GPT-5.1-Codex-Max’s Limitations in Long Tasks

Do not have Codex work for more than 30 minutes

The METR safety evaluation of GPT-5.1-Codex-Max reveals significant limitations in the AI’s ability to handle long-duration tasks autonomously. The model’s “50% Time Horizon” is 2 hours and 42 minutes, indicating a 50% chance of failure for tasks that take a human expert this long to complete. To achieve an 80% success rate, the AI is only reliable for tasks equivalent to 30 minutes of human effort, highlighting its lack of endurance.
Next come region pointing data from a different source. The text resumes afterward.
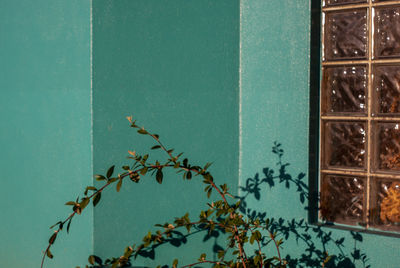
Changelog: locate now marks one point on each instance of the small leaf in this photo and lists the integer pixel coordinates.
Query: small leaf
(207, 166)
(84, 202)
(68, 225)
(99, 177)
(159, 176)
(48, 253)
(53, 238)
(110, 171)
(91, 259)
(144, 170)
(96, 199)
(112, 180)
(51, 227)
(119, 184)
(142, 131)
(115, 264)
(209, 192)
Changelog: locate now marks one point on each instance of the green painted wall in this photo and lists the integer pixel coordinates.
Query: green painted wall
(275, 39)
(174, 66)
(45, 132)
(177, 67)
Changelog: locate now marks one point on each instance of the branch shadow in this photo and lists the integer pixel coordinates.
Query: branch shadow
(315, 239)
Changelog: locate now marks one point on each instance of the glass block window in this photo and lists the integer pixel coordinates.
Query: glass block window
(360, 114)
Despite increasing computational resources, performance improvements plateau, and the AI struggles with tasks requiring more than 20 hours, often resulting in catastrophic errors. This matters because it underscores the current limitations of AI in managing complex, long-term projects autonomously.

The evaluation of GPT-5.1-Codex-Max by METR reveals significant limitations in the current capabilities of AI when it comes to handling long-duration tasks. A key metric to consider is the “50% Time Horizon,” which indicates that the AI has only a 50% chance of successfully completing a task that would take a human expert approximately 2.7 hours. This highlights a critical limitation in the AI’s ability to manage tasks that require sustained effort and attention over extended periods. The AI’s reliability significantly decreases as the complexity and duration of the task increase, suggesting that it is not yet equipped to handle complex, long-running projects autonomously.

One of the primary reasons for this limitation is the AI’s lack of endurance. For tasks that require a high degree of reliability, such as an 80% success rate, the AI can only manage tasks that take a human about 30 minutes to complete. This indicates that while the AI can perform well in short bursts, it struggles to maintain performance over longer durations. This lack of endurance is a significant barrier to the AI’s application in scenarios that require consistent performance over time, such as project management or complex problem-solving tasks that span several hours or days.

Moreover, simply increasing the computational resources available to the AI does not solve this problem. METR’s tests showed that even with a substantial budget of 32 million tokens per task, the AI’s performance improvement plateaued after just 5 million tokens. This suggests that the AI’s limitations are not merely a matter of computational power but are inherent to its current design and capabilities. The inability to enhance performance through additional resources underscores the need for fundamental advancements in AI architecture and algorithms to improve its capacity for long-duration tasks.

In practical terms, this means that while GPT-5.1-Codex-Max and similar AI models can be incredibly useful for short, well-defined tasks, they are not yet ready to take on roles that require sustained effort and decision-making over extended periods. This matters because as industries increasingly look to AI for automation and efficiency, understanding these limitations is crucial for setting realistic expectations and ensuring that AI is deployed in scenarios where it can truly add value without risking failure. As AI technology continues to evolve, addressing these endurance and reliability challenges will be key to unlocking its full potential in complex, long-term applications.

Read the original article here

Comments

2 responses to “GPT-5.1-Codex-Max’s Limitations in Long Tasks”

  1. TweakedGeekHQ Avatar
    TweakedGeekHQ

    Considering the current limitations of GPT-5.1-Codex-Max in handling long-duration tasks, what are the potential implications for industries relying on AI for complex project management, and are there strategies being developed to mitigate these endurance challenges?

    1. TechSignal Avatar
      TechSignal

      The post suggests that the limitations of GPT-5.1-Codex-Max in long-duration tasks could pose challenges for industries relying on AI for complex project management. To address these, some strategies being explored include hybrid models that combine human oversight with AI assistance and task segmentation to break down larger projects into manageable parts. For more detailed strategies, you might want to check the original article linked in the post.